Langley pot producer buys Aldergrove greenhouse for veggies, flowers

Langley pot producer buys Aldergrove greenhouse for veggies, flowers

Zenabis is still planning to keep up its bedding plant business as well as legal cannabis.

Langley’s newest big cannabis producer is buying more greenhouses in Aldergrove – so the company can keep producing the bedding plants and vegetables that made its name in the first place.

Zenabis, which includes Langley’s Bevo Farms as a subsidiary, bought greenhouse firm Topgro for $12 million, with the sale officially concluding in January.

That means Bevo will take possession of a 50 acre site in Aldergrove with 10.4 acres of greenhouses already in place.

“We’re in the process of converting the area to suit our needs,” said Leo Benne, chief growing officer with Zenabis.

Langley’s Bevo merged with Zenabis last year to form a major new powerhouse in the field of legal cannabis production.

The firm has contracts to supply marijuana to a number of provinces for their post-legalization government cannabis stores, including B.C., Manitoba, Saskatchewan, New Brunswick, and Nova Scotia.

While a number of jurisdictions across Canada are actually facing a legal pot shortage, operations like Zenabis are working to start production.

READ MORE: Langley greenhouse announces move into marijuana growing

A pair of sites on the East Coast are coming along, Benne said, but the big one will eventually be Zenabis’s Langley operation.

If government approvals go through, the company expects to start phase one, a three-acre site, by June in Langley.

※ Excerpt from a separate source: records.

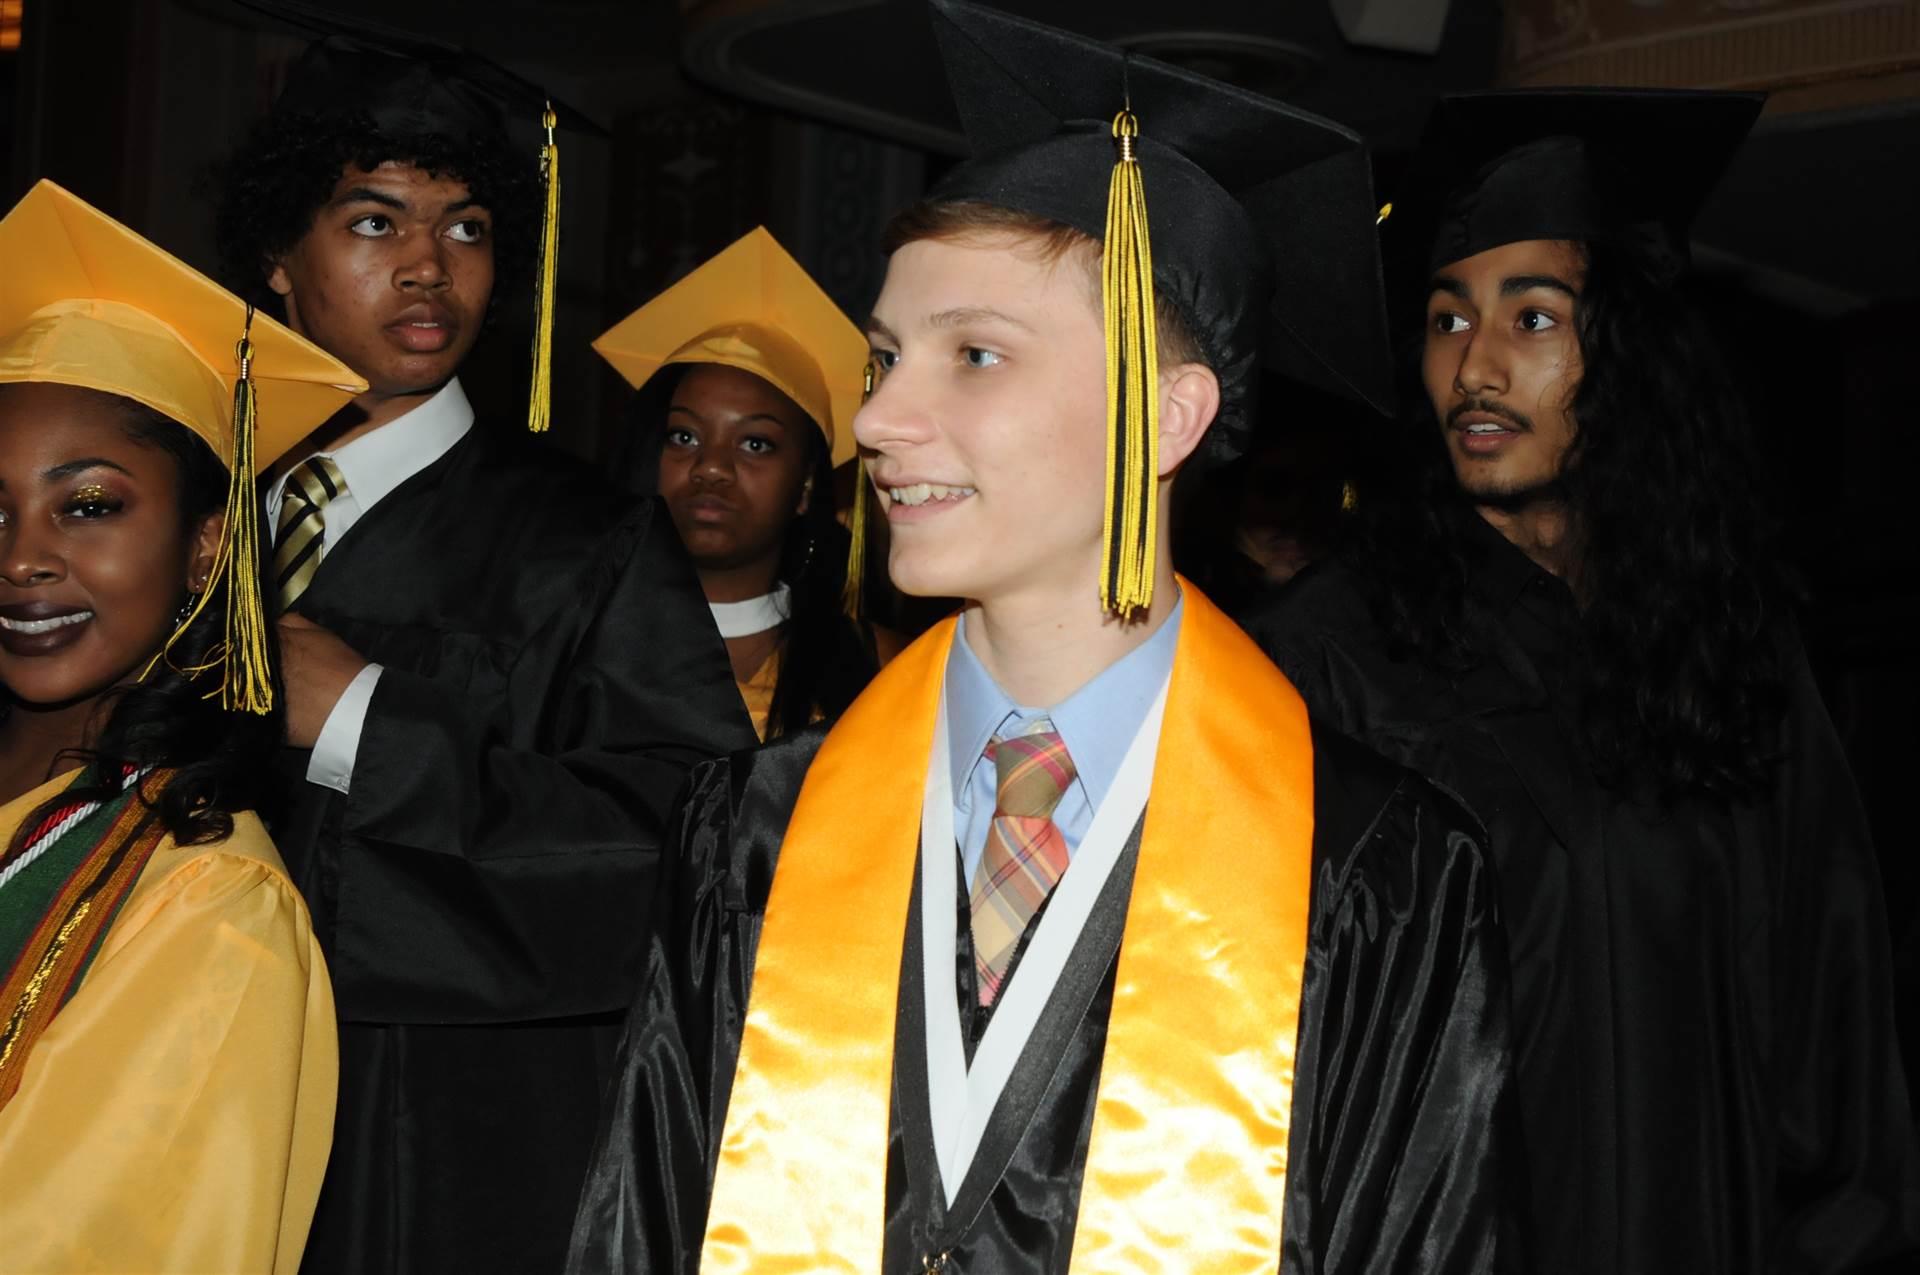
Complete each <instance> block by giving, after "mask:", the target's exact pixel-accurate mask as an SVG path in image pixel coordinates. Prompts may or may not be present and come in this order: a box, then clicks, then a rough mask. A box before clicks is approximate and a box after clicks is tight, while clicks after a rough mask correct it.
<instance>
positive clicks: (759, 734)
mask: <svg viewBox="0 0 1920 1275" xmlns="http://www.w3.org/2000/svg"><path fill="white" fill-rule="evenodd" d="M776 686H780V647H774V653H772V655H768V657H766V659H764V661H760V666H758V668H756V670H755V672H753V676H751V678H747V680H745V682H741V680H739V678H735V680H733V687H735V689H737V691H739V701H741V703H743V705H747V716H749V718H753V734H755V735H758V739H760V743H766V720H768V718H770V716H772V714H774V687H776Z"/></svg>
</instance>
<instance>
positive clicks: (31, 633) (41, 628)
mask: <svg viewBox="0 0 1920 1275" xmlns="http://www.w3.org/2000/svg"><path fill="white" fill-rule="evenodd" d="M92 618H94V613H92V611H75V613H73V614H56V616H50V618H46V620H10V618H6V616H0V628H4V630H6V632H10V634H52V632H54V630H56V628H67V626H69V624H84V622H86V620H92Z"/></svg>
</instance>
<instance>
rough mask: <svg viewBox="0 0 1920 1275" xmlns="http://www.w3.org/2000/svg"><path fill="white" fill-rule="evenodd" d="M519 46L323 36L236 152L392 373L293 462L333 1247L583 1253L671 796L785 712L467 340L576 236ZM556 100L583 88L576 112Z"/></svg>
mask: <svg viewBox="0 0 1920 1275" xmlns="http://www.w3.org/2000/svg"><path fill="white" fill-rule="evenodd" d="M503 100H505V104H511V106H513V108H515V109H516V111H520V113H524V117H526V119H528V121H530V123H532V121H538V119H540V113H541V108H543V100H541V98H540V94H538V92H536V90H532V88H528V86H515V83H513V81H511V77H505V73H503V71H499V69H497V67H490V65H488V63H480V61H478V60H474V58H467V56H461V54H455V52H449V50H436V48H426V46H411V44H396V42H394V40H392V38H384V36H371V35H346V36H344V35H334V36H328V38H323V40H317V42H315V44H313V46H311V48H309V50H307V54H305V56H303V58H301V60H300V63H298V65H296V67H294V73H292V77H290V79H288V84H286V88H284V90H282V94H280V100H278V104H276V108H275V111H273V115H271V117H269V119H265V121H263V123H261V125H259V129H257V131H255V132H253V136H252V138H248V142H246V144H244V146H242V148H240V152H238V154H236V156H234V159H232V163H230V167H228V180H227V190H225V200H223V207H221V238H223V248H225V250H227V255H228V257H230V263H232V265H230V269H232V273H234V282H236V286H238V288H244V290H248V292H250V294H252V296H255V298H257V300H259V303H261V305H265V307H271V309H273V311H276V313H280V311H284V315H286V319H288V325H290V326H294V328H296V330H298V332H301V334H303V336H307V338H311V340H313V342H315V344H319V346H323V348H324V349H328V351H330V353H334V355H338V357H340V359H342V361H346V363H348V365H349V367H353V369H355V371H357V373H359V374H361V376H363V378H365V380H367V382H369V390H367V392H365V394H361V396H359V397H357V399H355V403H353V407H351V409H348V411H344V413H340V415H338V417H334V419H332V421H330V422H328V424H326V426H323V428H321V430H317V432H315V434H313V436H309V438H307V440H305V442H303V444H298V445H294V447H292V449H290V451H288V453H286V461H288V465H286V467H282V469H280V470H276V474H273V476H269V484H267V517H269V526H271V541H273V547H271V551H269V563H271V566H273V574H275V589H276V593H278V599H276V601H278V607H280V609H282V618H280V639H282V647H284V651H286V687H288V743H290V745H292V747H290V749H288V755H286V764H284V772H286V776H284V778H286V791H288V810H286V814H284V818H280V820H278V822H276V824H275V835H276V839H278V843H280V847H282V851H284V854H286V860H288V866H290V870H292V874H294V879H296V881H298V885H300V887H301V891H303V893H305V897H307V899H309V902H311V906H313V916H315V927H317V931H319V935H321V941H323V945H324V949H326V958H328V964H330V966H332V970H334V975H336V987H338V1004H340V1016H342V1029H340V1118H338V1131H336V1141H334V1154H332V1162H330V1164H328V1177H326V1187H324V1191H323V1194H321V1204H319V1212H317V1215H315V1225H313V1237H311V1240H309V1244H307V1260H305V1269H309V1271H353V1273H357V1275H376V1273H382V1275H384V1273H399V1271H451V1269H461V1271H540V1269H557V1267H559V1263H561V1254H563V1246H564V1237H566V1221H568V1217H570V1210H572V1200H574V1194H576V1189H578V1183H580V1175H582V1173H584V1167H586V1158H588V1150H589V1146H591V1137H593V1121H595V1114H597V1098H599V1085H601V1079H603V1073H605V1068H607V1064H609V1060H611V1052H612V1037H614V1031H616V1022H618V1020H616V1014H618V1012H620V1010H624V1006H626V998H628V995H630V993H632V985H634V979H636V977H637V964H639V950H641V937H643V935H641V927H639V918H641V916H643V912H645V904H647V899H649V897H651V885H653V876H655V870H657V862H659V847H660V833H662V826H664V818H666V812H668V805H670V801H672V797H674V793H676V791H678V789H680V785H682V782H684V780H685V772H687V770H689V766H691V764H693V762H697V760H703V758H705V757H710V755H714V753H722V751H726V749H732V747H743V745H747V743H751V741H753V735H751V732H749V728H747V718H745V712H743V709H741V705H739V699H737V697H735V693H733V686H732V678H730V676H728V664H726V657H724V651H722V647H720V641H718V636H716V634H714V626H712V618H710V616H708V613H707V607H705V601H703V599H701V595H699V589H697V586H695V582H693V572H691V566H689V565H687V561H685V553H684V549H682V547H680V541H678V538H676V536H674V526H672V522H670V520H668V518H666V517H664V513H662V511H660V509H659V507H657V505H653V503H651V501H639V499H634V497H630V495H626V493H622V492H620V490H616V488H614V486H612V484H611V482H607V480H605V478H603V476H601V474H597V472H595V470H591V469H589V467H586V465H582V463H578V461H574V459H570V457H564V455H561V453H559V451H557V449H553V447H541V445H538V444H536V442H534V440H530V438H526V424H524V422H526V403H524V401H513V403H497V401H488V397H486V396H478V394H476V396H474V401H468V397H467V392H465V388H463V386H461V378H459V373H461V371H463V367H465V363H467V357H468V353H470V351H472V349H474V342H476V340H478V336H480V330H482V326H484V325H486V323H488V319H490V317H492V313H493V311H495V309H497V305H495V301H497V298H499V296H501V294H503V290H509V288H511V284H513V282H515V280H518V278H526V277H528V275H530V273H532V271H530V269H528V267H530V263H532V257H534V248H536V246H538V244H540V242H541V234H540V229H541V200H540V194H541V190H540V173H541V161H540V152H538V150H536V148H534V146H524V148H518V146H515V144H513V142H511V140H509V134H507V125H505V119H503ZM549 119H551V115H549Z"/></svg>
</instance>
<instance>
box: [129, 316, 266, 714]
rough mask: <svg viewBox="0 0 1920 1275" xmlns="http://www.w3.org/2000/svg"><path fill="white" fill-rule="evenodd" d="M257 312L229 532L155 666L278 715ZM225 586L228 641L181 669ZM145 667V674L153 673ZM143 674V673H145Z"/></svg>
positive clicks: (221, 696)
mask: <svg viewBox="0 0 1920 1275" xmlns="http://www.w3.org/2000/svg"><path fill="white" fill-rule="evenodd" d="M252 332H253V307H252V305H248V311H246V332H242V334H240V344H238V346H236V348H234V357H236V359H238V361H240V376H238V378H236V380H234V449H232V455H230V457H228V461H230V465H232V469H230V472H228V480H227V528H225V532H223V534H221V545H219V549H217V551H215V555H213V570H209V572H207V584H205V588H204V589H202V591H200V597H196V599H194V607H192V611H188V613H186V618H184V620H180V624H179V628H175V630H173V634H171V636H169V638H167V643H165V645H163V647H161V649H159V655H157V657H156V661H154V662H159V661H161V659H165V661H167V662H169V664H171V666H173V668H175V670H177V672H179V674H180V676H182V678H188V680H194V678H200V676H202V674H207V672H213V670H215V668H217V670H219V672H221V686H219V687H217V689H211V691H207V699H213V697H215V695H219V697H221V707H223V709H230V710H238V712H261V714H265V712H271V710H273V670H271V668H269V661H267V609H265V603H263V599H261V591H259V501H257V493H255V490H253V426H255V415H257V407H255V392H253V342H252ZM223 584H225V586H227V636H225V639H223V641H221V643H219V645H217V647H213V649H211V651H209V653H207V659H205V662H202V664H192V666H188V668H180V666H179V664H173V645H175V643H177V641H179V639H180V638H182V636H184V634H186V630H188V628H192V624H194V620H198V618H200V613H202V611H205V609H207V603H209V601H211V599H213V593H215V591H217V589H219V588H221V586H223ZM152 670H154V664H148V668H146V672H152ZM142 676H146V674H142Z"/></svg>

“And rapidly increase after that,” Benne said.

Zenabis already has 48 acres of greenhouses in Langley.

The company is still propagating bedding plants and vegetables there, but will need other facilities as it transitions into cannabis.

The cannabis industry is also expected to bring quite a few jobs to Langley.

“We expect to ramp up to about 2,500 people,” Benne said. That includes two operations on the east coast, but the majority will be here in B.C.

Most of the employment will be year-round.

“The cannabis side will not be seasonal,” Benne said.